计算给定文本中每个单词的频率[关闭]答案

【问题标题】：Counting the frequency of each word in a given text [closed]计算给定文本中每个单词的频率[关闭]
【发布时间】：2013-06-07 12:12:44
【问题描述】：

我正在寻找一个 python 程序来计算文本中每个单词的频率，并输出每个单词及其出现的计数和行号。
我们将单词定义为连续的非空白字符序列。（提示：split()）

注意：同一个字符序列的不同大小写应该被认为是同一个单词，例如Python和python，我和我。

输入将是几行，空行终止文本。输入中只会出现字母字符和空格。

输出格式如下：
每行以一个表示单词出现频率的数字、一个空格、然后是单词本身以及包含该单词的行号列表开头。

示例输入

Python is a cool language but OCaml
is even cooler since it is purely functional

样本输出

3 is 1 2
1 a 1
1 but 1
1 cool 1
1 cooler 2
1 even 2
1 functional 2
1 it 2
1 language 1
1 ocaml 1
1 purely 2
1 python 1
1 since 2

附言。我不是学生，我正在自学 Python..

【问题讨论】：

你的问题是什么？
一个程序，它计算文本中每个单词的频率，并输出每个单词及其出现的计数和行号。
您自己尝试过吗？如果是这样，请发布您的代码并解释您遇到的问题。如果您证明自己付出了努力，人们往往会变得更好，并提供回答。提示：检查with-statement 和collections-module。
我们应该用 hint: `split() 做什么？您是如何遇到这个问题的？
我对此投了反对票，因为这不是一个真正的问题——你只是要求整个代码，准备好运行。你还没有尝试过自己做。

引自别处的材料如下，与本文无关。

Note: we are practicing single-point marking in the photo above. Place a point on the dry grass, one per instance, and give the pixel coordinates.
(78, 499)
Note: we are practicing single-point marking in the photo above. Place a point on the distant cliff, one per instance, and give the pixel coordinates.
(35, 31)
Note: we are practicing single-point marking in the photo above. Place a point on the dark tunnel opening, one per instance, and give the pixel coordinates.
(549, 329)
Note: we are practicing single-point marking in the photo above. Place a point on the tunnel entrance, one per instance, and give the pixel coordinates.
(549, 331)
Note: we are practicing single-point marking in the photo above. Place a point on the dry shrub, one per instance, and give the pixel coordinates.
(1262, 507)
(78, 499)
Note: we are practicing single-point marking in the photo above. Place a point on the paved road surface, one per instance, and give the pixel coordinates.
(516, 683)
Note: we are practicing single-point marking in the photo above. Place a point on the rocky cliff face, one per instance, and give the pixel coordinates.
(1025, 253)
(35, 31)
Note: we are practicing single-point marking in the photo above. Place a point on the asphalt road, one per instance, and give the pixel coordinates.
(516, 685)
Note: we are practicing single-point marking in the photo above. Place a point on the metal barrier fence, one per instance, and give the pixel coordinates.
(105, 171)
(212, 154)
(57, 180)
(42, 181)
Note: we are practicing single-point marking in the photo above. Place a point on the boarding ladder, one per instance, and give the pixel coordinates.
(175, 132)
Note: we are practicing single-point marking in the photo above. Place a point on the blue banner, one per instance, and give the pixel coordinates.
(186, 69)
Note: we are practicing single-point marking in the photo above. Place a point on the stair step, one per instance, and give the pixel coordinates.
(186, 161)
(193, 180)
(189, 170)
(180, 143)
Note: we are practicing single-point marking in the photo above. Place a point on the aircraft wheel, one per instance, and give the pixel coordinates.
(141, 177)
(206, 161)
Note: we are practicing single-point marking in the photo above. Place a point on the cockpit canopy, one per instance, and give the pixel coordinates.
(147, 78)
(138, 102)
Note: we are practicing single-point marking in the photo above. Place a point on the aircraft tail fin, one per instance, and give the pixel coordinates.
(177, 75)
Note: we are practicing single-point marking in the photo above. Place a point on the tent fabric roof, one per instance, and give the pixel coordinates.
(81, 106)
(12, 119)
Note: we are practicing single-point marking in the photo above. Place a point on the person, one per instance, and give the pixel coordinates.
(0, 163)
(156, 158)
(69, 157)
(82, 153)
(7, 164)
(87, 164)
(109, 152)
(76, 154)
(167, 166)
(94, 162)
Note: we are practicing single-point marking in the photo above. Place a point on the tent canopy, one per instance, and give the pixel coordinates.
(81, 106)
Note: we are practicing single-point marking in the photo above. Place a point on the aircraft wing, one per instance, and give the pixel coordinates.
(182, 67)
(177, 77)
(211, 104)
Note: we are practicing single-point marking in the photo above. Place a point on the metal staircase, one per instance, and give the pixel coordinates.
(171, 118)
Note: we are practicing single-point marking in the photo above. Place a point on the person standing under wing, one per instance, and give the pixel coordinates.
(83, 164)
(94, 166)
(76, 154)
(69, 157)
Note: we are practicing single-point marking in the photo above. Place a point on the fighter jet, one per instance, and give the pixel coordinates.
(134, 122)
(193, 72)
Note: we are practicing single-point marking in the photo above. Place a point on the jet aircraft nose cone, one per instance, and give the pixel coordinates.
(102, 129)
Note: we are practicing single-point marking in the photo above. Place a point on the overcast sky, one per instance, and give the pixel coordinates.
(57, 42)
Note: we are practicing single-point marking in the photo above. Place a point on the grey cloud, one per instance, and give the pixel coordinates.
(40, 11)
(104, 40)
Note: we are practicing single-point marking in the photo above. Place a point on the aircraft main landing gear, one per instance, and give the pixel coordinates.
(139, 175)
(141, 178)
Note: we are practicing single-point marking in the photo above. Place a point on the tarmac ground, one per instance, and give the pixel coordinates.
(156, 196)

这是一个“帮助”论坛，而不是代码工厂。

标签： python string

【解决方案1】：

使用collections.defaultdict、collections.Counter 和string formatting：

from collections import Counter, defaultdict

data = """Python is a cool language but OCaml
is even cooler since it is purely functional"""

result = defaultdict(lambda: [0, []])
for i, l in enumerate(data.splitlines()):
    for k, v in Counter(l.split()).items():
        result[k][0] += v
        result[k][1].append(i+1)

for k, v in result.items():
    print('{1} {0} {2}'.format(k, *v))

输出：

1 自 [2] 3 是 [1, 2] 1个 [1] 1 它 [2] 1 但 [1] 1 纯粹 [2] 1 个冷却器 [2] 1 个功能 [2] 1 蟒蛇 [1] 1 酷 [1] 1 种语言 [1] 1 偶数 [2] 1 OCaml [1]

如果顺序很重要，您可以这样对结果进行排序：

items = sorted(result.items(), key=lambda t: (-t[1][0], t[0].lower()))
for k, v in items:
    print('{1} {0} {2}'.format(k, *v))

输出：

3 是 [1, 2] 1个 [1] 1 但 [1] 1 酷 [1] 1 个冷却器 [2] 1 偶数 [2] 1 个功能 [2] 1 它 [2] 1 种语言 [1] 1 OCaml [1] 1 纯粹 [2] 1 蟒蛇 [1] 1 自 [2]

【讨论】：

如何将此结果写入 csv 文件？

【解决方案2】：

频率列表通常最好用counter 解决。

from collections import Counter
word_count = Counter()
with open('input', 'r') as f:
    for line in f:
        for word in line.split(" "):
            word_count[word.strip().lower()] += 1

for word, count in word_count.iteritems():
    print "word: {}, count: {}".format(word, count)

【讨论】：

line.split() 默认在空格上运行，因此不需要 " " 部分。但是您也许应该等待提供完整的答案，因为 OP 从未表现出任何努力。不过答案很好:-)

【解决方案3】：

好的，所以您已经确定了将字符串转换为单词列表的 split。但是，您想列出每个单词出现的行，因此您应该先将字符串拆分为行，然后再拆分为单词。然后，您可以创建一个字典，其中键是单词（首先要小写），值可以是包含出现次数和出现行数的结构。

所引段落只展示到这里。